Newyears Bangkok Bombing

We ended up at a small housewarming/new years gettogether last night instead of the big party we were originally going to. The excuse being that Colin has a cold, but really it was just more our style. We’re planning to go to full moon in a few days so we’ll still get our drunken revelry in, no doubt.

Anyway we were hanging out in the kitchen and a few people were watching TV when the announcer said something to the effect of “…and there you have it, another wonderful new years celebration in Thailand and another great year soon to come. Also two more bombings in Bangkok. Goodnight everybody!”. I guess this is pretty typical reporting; they didn’t want to worry people or bring the party down or whatever. Turns out there had been bombs going off all evening and the festivities in Bangkok and Chiang Mai were cancelled, which explained why they’d been showing footage from Taipei and Sydney instead.

There was a total of eight bombs (maybe nine?) that went off, killing two people and blowing various bits off Thais and unlucky farangs. They targeted malls and restaurants as well as police booths; really horrible business. There has been a lot of this going on in the southern provinces but this is the first time it’s happened in Bangkok.

Since we moved here, I’ve tried to follow what has been going on with the southern insurgency and the aftermath of the coup. To put it plainly, I suck at politics, and I hope I don’t offend anyone with these naive statements that I’m only backing up with my feelings.
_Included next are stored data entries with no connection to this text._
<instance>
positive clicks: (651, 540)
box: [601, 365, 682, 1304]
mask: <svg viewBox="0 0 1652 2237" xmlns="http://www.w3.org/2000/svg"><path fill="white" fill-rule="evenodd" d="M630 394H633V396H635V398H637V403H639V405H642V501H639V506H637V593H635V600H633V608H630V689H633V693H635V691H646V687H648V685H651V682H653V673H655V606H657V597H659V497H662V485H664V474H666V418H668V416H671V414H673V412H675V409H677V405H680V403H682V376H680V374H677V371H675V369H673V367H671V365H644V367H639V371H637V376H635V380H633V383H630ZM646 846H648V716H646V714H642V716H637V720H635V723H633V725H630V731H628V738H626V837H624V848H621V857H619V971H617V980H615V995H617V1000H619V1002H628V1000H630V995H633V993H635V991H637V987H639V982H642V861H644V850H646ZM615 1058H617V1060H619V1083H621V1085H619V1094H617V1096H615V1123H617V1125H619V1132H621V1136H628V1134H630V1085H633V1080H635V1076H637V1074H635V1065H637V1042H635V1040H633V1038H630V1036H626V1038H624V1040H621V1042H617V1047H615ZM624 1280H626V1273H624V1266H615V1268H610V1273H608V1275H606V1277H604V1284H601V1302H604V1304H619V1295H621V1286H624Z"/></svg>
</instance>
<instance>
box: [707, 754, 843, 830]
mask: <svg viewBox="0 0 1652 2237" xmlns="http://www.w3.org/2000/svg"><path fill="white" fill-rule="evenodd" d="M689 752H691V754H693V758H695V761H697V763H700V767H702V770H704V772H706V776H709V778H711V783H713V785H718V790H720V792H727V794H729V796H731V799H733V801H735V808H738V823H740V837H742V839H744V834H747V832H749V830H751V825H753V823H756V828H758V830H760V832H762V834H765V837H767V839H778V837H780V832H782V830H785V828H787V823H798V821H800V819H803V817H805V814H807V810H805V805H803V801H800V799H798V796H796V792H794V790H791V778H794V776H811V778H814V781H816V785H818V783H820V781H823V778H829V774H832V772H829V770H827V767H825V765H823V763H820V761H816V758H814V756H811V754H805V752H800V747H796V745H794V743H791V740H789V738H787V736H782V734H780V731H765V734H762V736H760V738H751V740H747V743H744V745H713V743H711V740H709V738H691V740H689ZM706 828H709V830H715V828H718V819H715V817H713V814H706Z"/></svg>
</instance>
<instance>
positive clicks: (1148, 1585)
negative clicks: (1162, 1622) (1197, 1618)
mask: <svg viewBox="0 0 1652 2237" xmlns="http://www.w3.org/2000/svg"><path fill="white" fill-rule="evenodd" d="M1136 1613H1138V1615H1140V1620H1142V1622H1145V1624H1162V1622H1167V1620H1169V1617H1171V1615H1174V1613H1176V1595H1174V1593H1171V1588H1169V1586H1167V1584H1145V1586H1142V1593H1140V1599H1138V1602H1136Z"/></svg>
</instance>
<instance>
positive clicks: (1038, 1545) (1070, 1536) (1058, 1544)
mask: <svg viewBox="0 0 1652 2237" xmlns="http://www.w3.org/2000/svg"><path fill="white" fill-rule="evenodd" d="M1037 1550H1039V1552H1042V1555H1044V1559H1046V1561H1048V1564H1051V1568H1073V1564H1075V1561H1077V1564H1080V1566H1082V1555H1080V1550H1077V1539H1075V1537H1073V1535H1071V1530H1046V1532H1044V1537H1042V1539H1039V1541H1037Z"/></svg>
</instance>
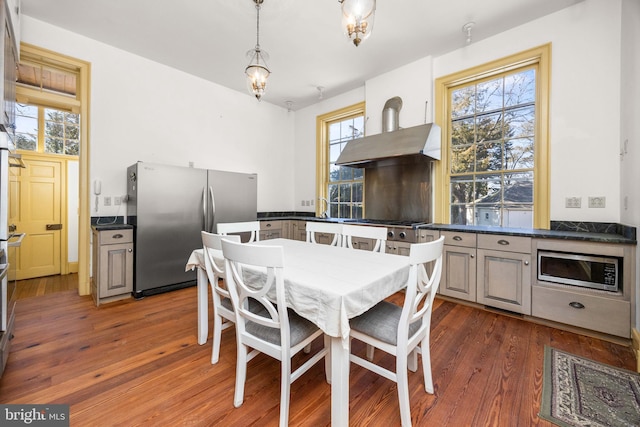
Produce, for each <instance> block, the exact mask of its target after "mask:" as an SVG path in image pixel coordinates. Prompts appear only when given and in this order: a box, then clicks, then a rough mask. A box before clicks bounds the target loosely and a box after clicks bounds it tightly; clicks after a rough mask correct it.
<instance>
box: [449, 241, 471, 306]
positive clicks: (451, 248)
mask: <svg viewBox="0 0 640 427" xmlns="http://www.w3.org/2000/svg"><path fill="white" fill-rule="evenodd" d="M441 235H442V236H444V249H443V252H442V278H441V279H440V293H441V294H442V295H446V296H449V297H453V298H458V299H461V300H464V301H471V302H475V301H476V235H475V234H474V233H458V232H451V231H442V232H441Z"/></svg>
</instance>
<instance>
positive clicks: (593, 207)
mask: <svg viewBox="0 0 640 427" xmlns="http://www.w3.org/2000/svg"><path fill="white" fill-rule="evenodd" d="M605 205H606V197H604V196H599V197H589V207H590V208H604V207H605Z"/></svg>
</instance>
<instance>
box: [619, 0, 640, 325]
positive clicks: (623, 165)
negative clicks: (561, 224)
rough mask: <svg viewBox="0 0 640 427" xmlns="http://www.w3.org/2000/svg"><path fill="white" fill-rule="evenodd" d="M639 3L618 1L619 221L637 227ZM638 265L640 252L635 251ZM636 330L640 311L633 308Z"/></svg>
mask: <svg viewBox="0 0 640 427" xmlns="http://www.w3.org/2000/svg"><path fill="white" fill-rule="evenodd" d="M639 75H640V2H638V1H637V0H623V2H622V73H621V76H622V77H621V88H622V91H621V92H622V99H621V105H622V108H621V110H622V117H621V118H622V120H621V126H620V128H621V132H620V152H621V156H620V162H621V174H620V182H621V194H622V203H621V208H620V209H621V222H622V223H624V224H629V225H633V226H634V227H636V228H639V227H640V191H638V183H640V168H639V167H638V166H639V165H640V147H639V146H638V145H639V144H640V120H638V117H640V81H639V80H638V76H639ZM636 252H637V253H636V268H640V251H636ZM636 307H640V271H637V272H636ZM635 325H636V329H640V311H636V319H635Z"/></svg>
So I think I grasp the basics. One of the reasons behind the coup was that the former government was doing a shitty job of dealing with those angry Muslims in the south. Their approaches consisted of pretending it wasn’t happening, making empty promises, and sending soldiers down there to kill people. The attacks have gotten worse over the last five years; escalating from driveby shootings on police to bombing schools and public places. The insurgents are being funded but noone seems to know from where (or think it’s from selling soup??).
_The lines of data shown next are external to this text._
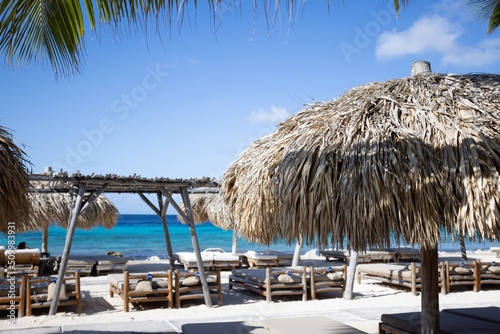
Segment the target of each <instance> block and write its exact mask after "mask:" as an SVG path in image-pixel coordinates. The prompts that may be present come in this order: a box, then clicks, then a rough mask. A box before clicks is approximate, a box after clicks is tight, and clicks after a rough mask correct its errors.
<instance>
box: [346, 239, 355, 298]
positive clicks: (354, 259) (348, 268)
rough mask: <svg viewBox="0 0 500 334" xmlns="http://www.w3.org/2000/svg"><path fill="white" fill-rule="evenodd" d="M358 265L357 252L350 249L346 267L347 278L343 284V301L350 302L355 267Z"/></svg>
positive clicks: (354, 274)
mask: <svg viewBox="0 0 500 334" xmlns="http://www.w3.org/2000/svg"><path fill="white" fill-rule="evenodd" d="M357 265H358V251H355V250H352V249H351V256H350V257H349V267H347V277H346V284H345V292H344V299H347V300H351V299H352V296H353V291H354V278H355V276H356V266H357Z"/></svg>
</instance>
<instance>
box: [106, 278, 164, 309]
mask: <svg viewBox="0 0 500 334" xmlns="http://www.w3.org/2000/svg"><path fill="white" fill-rule="evenodd" d="M108 280H109V296H110V297H113V296H114V294H115V293H116V294H117V295H119V296H120V297H121V298H122V299H123V310H124V311H125V312H128V311H129V305H130V303H143V302H159V301H166V302H167V303H166V304H167V307H168V308H172V305H173V300H174V295H173V283H172V270H168V271H167V272H164V273H144V274H131V273H129V272H128V271H125V272H124V273H123V274H108Z"/></svg>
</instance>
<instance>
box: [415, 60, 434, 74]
mask: <svg viewBox="0 0 500 334" xmlns="http://www.w3.org/2000/svg"><path fill="white" fill-rule="evenodd" d="M431 72H432V71H431V63H429V62H428V61H425V60H419V61H416V62H413V64H411V75H415V74H421V73H431Z"/></svg>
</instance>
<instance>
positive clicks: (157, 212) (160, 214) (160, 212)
mask: <svg viewBox="0 0 500 334" xmlns="http://www.w3.org/2000/svg"><path fill="white" fill-rule="evenodd" d="M137 194H138V195H139V197H140V198H142V200H143V201H144V202H146V204H147V205H148V206H149V207H150V208H151V209H152V210H153V211H154V212H155V213H156V214H157V215H158V217H161V212H160V210H158V209H157V208H156V206H154V204H153V203H151V201H150V200H149V199H147V197H146V196H144V194H143V193H142V192H138V193H137Z"/></svg>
One thing I’ve never understood about the whole thing – about a lot of terrorism everywhere – is that nobody takes credit for the attacks. They don’t say why they are doing it. They don’t release statements or lists of demands. They don’t even want people to know who is responsible. How is anyone supposed to fix the problem in the south if they don’t even know what it is??

Not that it isn’t obvious what the problem is in a general sense; it’s a clash of cultures with a long history of government suppression and disproportionatly violent responses. But what can the government do to fix that? What would make these people happy? Their own country? Respect for their culture? Expulsion of all the Buddhists? Jobs? Money? By not taking responsibility, it seems to me their only goals are to undermine the government and chase off all the tourists.

So after the military coup, the new leaders decided to take a different approach: negotiate with the insurgents; maybe even let them govern themselves by Muslim law and officially speak their own language. And the response to this? Even more violence than before, and now in the capitol. WTF do these people want?

Admittedly the negotiation idea was flawed, because still nobody knows who is doing the bombings and whoever it is refuses to come forward to talk. I’ve been thinking about it and I guess I can think of a few reasons to not come forward:

1) They believe (probably correctly) that the moment the Thai government can identify and target them, they’ll mount a serious offence and wipe the buggers out, US-style.

2) I gather the idea of terrorism (and yes I think that is the right word for it after all), is to get everyone all excited and confused and upset: to create unrest. If people understood why they were being blown up on the way home from work and who was doing it, it probably wouldn’t be as terrifying.

So I guess unlike the showy, no-innocents-got-hurt bombings in V for Vendetta, it’s not about making regular voting Thais wake up and take notice of what their government has been doing to the poor Malays in the south. It’s about freaking people out sufficiently that they blame the government for not protecting them. Then the government will have to act, or be… well… kicked out and replaced by the military.

Okay, maybe this has been obvious to you all along, but I’m catching up here.

Back to the bombing in Bangkok last night. Not surprisingly, it was anonymous once again. What is surprising is that the government isn’t blaming it on southern insurgents this time; they’re pointing fingers at supporters of the old premier, Thaksin (pronounced Taxxin – thank you totally unphonetic Thai spelling).

This seems completely baseless to me, or at least I don’t understand the reasoning. I can think of a few reasons for the new government to claim it even if it isn’t true:

1) If there are Thaksin supporters out there who were thinking of stirring up trouble, the military can now toss them in jail preemptively

2) Thaksin is one rich mutha, and now they can seize his assets with the claim of cutting off terrorism funding.

3) If people believed the insurgents did it, it wouldn’t reflect well on the new government. After all, dealing with the south was one of the platforms, if you can call it that, for supporting the coup.

So what do the Thai people think? Well, we’ll never freaking know, because talking politics is even worse than wearing tank tops around here. Writing about it is probably some kind of terrible heresy that could get me shunned in my favorite restaurants. So I hope they don’t find out. But like the clothes thing it’s something I have a hard time agreeing with and one of the reasons I like hanging out with the expats on the island. The guys we met last night had some really interesting things to say about living here and fitting in to Thai culture (or not).